Habían tenido diagnóstico positivo de COVID-19, pero no fue necesario ser ingresado y los que fueron ingresados solo estuvieron de 14 a, 29 días, mientras estuvieron positivos los síntomas que persistieron fueron: tos seca, molestias, dolor de cabeza, de garganta, en el pecho, pérdida del sentido del olfato o del gusto, cansancio, fiebre, dificultad para respirar, y sensación de ansiedad, debido a que padecían de comorbilidades como la diabetes e hipertensión arterial. Su trabajo lo realizaron dentro y fuera del hogar, donde fueron sometidos a pruebas PCR. Tuvieron familiares que se contagiaron con el virus y precisaron aislamiento, aunque a una pequeña parte hubo que hospitalizarlos. A algunos de ellos les falleció de dos hasta cinco familiares, entre los que estaban un primo, un tío, suegro, hermano, y el padre.

Su situación laboral sufrió cambios al pasar al teletrabajo, para otros todo siguió igual y un porciento menor fue desvinculado, por lo que se dedicaron al trabajo propio y a realizar visitas domiciliarias. Algunos tomaron contratos temporales, cambiaron de institución laboral y para otras, sobre todo las féminas, su situación cambió a ser madre soltera y ama de casa a tiempo completo.

Ocasionalmente se sentían emocionalmente agotados por tantos trabajos, sus preocupaciones o angustia por el aumento del COVID-19 los llevó a no querer continuar con sus labores. En cuanto al impacto psicológico, el mismo va desde moderado, muy leve a muy grave de mayor a menor intensidad. De igual manera, expresan que el impacto se ha manifestado en sentir ansiedad, angustia, depresión, estrés, miedo a salir a trabajar y contagiarse y luego contagiar a su familia, hasta llegar al pánico de contagiarse, aumentado además por el gran número de muertes, los niños han perdido el socializar, preocupación porque al trabajar han tenido que adaptarse a la nueva situación y el descontrol del área emocional.

Este estudio tiene como fortaleza que se puede tener una visión sobre cómo ha afectado la llegada del COVID-19 a la salud mental no solo de las personas que necesitan y solicitan ayuda psicológica, durante la pandemia. Sino también en los profesionales de la psicología permitiendo establecer que no son vulnerables a padecimientos de índole somático y emocionales, como le puede ocurrir a cualquiera de sus pacientes. 

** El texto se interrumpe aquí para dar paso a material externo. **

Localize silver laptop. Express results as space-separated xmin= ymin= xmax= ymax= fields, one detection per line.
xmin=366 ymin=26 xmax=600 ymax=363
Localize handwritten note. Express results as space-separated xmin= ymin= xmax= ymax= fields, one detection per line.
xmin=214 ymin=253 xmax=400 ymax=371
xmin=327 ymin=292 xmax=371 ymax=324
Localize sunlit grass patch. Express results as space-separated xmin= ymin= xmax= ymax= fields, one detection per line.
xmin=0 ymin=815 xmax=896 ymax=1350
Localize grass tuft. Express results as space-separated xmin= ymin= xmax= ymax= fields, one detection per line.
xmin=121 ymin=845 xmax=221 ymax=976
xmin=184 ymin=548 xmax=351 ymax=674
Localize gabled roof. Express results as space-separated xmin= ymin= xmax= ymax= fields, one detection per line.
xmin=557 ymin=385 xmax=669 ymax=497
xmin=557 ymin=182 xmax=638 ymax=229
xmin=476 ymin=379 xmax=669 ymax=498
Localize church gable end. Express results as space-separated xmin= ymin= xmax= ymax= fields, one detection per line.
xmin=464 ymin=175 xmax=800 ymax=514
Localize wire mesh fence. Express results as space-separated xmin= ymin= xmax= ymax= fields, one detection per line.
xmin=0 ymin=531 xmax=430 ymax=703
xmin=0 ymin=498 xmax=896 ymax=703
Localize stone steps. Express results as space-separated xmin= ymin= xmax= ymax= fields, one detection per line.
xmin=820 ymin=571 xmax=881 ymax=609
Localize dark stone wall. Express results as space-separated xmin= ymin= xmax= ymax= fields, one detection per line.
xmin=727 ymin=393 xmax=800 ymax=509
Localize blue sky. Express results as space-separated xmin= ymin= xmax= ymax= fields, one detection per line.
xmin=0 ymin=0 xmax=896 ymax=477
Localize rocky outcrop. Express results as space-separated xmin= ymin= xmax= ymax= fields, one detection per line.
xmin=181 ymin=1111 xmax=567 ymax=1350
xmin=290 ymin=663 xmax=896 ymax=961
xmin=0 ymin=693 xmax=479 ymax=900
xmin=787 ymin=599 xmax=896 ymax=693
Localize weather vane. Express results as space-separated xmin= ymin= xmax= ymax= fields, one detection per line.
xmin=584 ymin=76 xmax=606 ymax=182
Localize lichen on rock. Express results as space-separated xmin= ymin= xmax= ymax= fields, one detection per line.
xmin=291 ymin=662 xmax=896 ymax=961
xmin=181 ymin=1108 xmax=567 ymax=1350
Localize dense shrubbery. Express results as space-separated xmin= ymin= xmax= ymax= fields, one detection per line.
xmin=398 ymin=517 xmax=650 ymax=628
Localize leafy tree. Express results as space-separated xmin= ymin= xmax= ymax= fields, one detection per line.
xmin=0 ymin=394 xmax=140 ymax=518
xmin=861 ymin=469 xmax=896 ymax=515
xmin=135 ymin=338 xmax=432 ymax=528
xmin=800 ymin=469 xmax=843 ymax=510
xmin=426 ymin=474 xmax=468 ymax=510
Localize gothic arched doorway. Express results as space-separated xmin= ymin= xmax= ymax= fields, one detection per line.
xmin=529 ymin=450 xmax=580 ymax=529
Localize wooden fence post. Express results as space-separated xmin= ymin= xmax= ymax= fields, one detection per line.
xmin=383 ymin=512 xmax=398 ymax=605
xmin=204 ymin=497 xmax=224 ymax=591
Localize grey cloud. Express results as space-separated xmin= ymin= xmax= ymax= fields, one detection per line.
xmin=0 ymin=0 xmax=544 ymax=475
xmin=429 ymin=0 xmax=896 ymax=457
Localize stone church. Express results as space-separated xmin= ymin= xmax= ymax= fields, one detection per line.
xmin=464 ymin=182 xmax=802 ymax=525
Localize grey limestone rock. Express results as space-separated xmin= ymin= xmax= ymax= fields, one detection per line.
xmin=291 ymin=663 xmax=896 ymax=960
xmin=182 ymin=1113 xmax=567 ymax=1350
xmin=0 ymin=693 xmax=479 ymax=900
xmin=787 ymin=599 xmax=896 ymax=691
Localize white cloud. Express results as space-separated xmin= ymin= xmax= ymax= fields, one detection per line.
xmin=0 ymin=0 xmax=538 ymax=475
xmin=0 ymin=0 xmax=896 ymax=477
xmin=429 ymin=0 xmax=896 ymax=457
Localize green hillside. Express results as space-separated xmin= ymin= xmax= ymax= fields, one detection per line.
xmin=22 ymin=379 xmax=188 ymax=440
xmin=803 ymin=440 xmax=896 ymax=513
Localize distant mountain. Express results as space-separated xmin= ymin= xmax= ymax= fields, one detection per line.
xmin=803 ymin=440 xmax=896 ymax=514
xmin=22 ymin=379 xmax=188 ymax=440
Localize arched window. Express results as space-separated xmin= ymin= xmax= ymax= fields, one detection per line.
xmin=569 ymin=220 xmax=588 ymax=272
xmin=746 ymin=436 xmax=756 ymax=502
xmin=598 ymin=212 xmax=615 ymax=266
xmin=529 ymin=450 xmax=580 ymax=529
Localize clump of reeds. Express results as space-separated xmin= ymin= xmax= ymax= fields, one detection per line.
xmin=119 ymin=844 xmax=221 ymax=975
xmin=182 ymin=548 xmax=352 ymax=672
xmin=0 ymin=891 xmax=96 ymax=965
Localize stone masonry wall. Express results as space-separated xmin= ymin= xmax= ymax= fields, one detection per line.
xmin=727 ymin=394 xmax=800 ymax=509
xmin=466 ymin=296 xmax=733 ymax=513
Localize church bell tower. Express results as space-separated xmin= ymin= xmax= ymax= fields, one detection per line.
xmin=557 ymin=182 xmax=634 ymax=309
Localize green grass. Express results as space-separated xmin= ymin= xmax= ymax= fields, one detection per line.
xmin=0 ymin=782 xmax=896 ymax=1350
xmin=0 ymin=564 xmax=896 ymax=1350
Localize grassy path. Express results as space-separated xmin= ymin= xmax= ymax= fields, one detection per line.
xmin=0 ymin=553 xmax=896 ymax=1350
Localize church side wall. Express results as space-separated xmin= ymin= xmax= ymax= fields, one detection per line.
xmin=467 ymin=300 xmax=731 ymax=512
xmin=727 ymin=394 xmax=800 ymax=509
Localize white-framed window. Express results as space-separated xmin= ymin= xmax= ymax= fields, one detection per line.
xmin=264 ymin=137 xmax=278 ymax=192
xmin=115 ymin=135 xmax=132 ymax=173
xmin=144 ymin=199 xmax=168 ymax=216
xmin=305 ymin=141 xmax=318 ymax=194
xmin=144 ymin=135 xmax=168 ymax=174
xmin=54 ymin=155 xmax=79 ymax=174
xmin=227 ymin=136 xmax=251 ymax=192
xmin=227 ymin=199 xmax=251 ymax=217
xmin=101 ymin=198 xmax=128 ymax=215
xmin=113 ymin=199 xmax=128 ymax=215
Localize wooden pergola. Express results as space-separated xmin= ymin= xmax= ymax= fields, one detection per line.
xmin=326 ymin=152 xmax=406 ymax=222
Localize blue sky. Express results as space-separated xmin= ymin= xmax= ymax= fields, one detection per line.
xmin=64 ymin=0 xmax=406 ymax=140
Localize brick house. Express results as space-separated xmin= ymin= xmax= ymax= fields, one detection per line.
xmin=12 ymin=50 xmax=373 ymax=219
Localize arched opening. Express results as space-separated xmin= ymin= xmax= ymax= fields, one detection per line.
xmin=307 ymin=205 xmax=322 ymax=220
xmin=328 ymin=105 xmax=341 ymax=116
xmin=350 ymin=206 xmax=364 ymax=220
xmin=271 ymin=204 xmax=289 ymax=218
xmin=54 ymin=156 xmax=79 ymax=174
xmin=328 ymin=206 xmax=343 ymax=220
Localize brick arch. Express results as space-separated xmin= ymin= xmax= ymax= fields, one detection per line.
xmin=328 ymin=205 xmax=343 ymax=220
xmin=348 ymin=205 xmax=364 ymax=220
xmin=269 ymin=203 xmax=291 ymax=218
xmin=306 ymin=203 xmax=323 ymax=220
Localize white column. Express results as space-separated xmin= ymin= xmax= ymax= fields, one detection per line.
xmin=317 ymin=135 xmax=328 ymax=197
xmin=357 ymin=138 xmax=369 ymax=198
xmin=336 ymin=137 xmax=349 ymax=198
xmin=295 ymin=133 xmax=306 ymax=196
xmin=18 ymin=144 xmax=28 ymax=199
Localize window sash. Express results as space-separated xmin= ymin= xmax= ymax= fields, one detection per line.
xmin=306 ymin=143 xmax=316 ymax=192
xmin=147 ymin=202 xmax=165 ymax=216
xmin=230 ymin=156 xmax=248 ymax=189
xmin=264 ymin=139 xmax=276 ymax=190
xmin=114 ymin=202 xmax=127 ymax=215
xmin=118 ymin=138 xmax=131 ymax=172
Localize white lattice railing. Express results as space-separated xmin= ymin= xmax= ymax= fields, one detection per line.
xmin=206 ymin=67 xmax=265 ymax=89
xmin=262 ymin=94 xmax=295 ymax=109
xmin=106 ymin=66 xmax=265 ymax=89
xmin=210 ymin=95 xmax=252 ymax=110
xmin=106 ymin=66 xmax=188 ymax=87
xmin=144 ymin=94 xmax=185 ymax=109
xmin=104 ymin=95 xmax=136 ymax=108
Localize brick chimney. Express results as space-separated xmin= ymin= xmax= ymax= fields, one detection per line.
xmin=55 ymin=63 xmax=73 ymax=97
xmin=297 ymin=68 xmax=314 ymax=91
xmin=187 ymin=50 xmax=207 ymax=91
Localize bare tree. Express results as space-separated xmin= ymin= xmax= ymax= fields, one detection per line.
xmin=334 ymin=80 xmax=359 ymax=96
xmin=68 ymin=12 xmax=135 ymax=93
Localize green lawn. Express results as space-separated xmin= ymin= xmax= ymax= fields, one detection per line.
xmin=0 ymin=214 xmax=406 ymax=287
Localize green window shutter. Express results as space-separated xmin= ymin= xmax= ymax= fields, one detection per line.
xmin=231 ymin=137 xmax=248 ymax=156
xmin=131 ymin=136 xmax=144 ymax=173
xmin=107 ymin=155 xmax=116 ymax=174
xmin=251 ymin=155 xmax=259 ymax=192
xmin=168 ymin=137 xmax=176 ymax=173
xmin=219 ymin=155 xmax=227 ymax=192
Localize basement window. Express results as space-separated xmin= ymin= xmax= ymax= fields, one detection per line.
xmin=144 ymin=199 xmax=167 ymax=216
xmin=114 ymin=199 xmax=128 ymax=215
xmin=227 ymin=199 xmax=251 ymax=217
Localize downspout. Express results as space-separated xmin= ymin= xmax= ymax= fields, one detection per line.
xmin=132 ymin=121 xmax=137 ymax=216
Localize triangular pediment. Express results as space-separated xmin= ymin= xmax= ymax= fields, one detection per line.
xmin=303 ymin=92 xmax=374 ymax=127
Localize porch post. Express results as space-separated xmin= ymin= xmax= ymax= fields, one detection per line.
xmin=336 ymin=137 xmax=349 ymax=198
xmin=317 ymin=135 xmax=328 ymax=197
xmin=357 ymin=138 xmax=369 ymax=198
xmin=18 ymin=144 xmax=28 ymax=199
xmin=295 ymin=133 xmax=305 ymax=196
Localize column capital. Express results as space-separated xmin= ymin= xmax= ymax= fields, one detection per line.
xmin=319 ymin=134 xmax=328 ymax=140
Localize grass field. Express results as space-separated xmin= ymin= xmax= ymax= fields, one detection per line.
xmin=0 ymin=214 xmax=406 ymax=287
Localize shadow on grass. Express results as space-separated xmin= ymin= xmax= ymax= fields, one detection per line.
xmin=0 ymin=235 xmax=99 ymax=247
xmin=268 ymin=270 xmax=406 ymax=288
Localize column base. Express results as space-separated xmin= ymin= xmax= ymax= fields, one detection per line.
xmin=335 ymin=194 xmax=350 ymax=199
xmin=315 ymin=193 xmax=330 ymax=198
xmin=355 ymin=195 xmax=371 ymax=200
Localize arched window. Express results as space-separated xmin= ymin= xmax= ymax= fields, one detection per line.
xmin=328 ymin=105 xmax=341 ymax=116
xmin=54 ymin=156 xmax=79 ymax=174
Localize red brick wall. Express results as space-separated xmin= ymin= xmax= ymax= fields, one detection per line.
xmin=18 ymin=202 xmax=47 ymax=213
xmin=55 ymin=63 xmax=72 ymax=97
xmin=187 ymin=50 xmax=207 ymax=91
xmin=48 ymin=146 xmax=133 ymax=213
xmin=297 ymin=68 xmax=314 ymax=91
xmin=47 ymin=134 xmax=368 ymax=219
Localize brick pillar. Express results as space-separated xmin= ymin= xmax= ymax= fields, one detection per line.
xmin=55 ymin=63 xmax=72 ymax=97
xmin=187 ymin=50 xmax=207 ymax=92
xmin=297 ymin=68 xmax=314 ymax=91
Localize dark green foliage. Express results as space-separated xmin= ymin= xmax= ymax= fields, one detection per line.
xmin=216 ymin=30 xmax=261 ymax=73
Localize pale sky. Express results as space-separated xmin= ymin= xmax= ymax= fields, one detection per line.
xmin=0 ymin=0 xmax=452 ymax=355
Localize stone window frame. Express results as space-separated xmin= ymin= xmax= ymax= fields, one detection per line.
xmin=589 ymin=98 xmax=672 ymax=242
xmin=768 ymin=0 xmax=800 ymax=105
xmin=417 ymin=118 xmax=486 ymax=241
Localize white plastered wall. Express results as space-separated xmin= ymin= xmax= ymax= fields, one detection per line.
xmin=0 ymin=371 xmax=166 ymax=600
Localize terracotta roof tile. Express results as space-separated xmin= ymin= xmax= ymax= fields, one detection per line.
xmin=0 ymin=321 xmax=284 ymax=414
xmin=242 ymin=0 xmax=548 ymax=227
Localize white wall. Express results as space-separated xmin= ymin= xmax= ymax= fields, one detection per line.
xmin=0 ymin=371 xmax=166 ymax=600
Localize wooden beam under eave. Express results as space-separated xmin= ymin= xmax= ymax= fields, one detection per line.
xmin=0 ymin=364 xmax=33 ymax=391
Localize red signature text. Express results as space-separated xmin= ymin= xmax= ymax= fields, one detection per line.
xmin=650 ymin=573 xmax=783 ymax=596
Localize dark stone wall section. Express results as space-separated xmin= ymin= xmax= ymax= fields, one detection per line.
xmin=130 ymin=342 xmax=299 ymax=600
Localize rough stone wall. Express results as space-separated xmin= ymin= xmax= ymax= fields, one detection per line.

Conflicto de intereses / Competing interests:

La autora declara que no incurre en conflictos de intereses.

Rol de los autores / Authors Roles:

No aplica

Fuentes de financiamiento / Funding:

La autora declara que no recibió un fondo específico para esta investigación.

Aspectos éticos / legales; Ethics / legals:

La autora declara no haber incurrido en aspectos antiéticos, ni haber omitido aspectos legales en la realización de la investigación.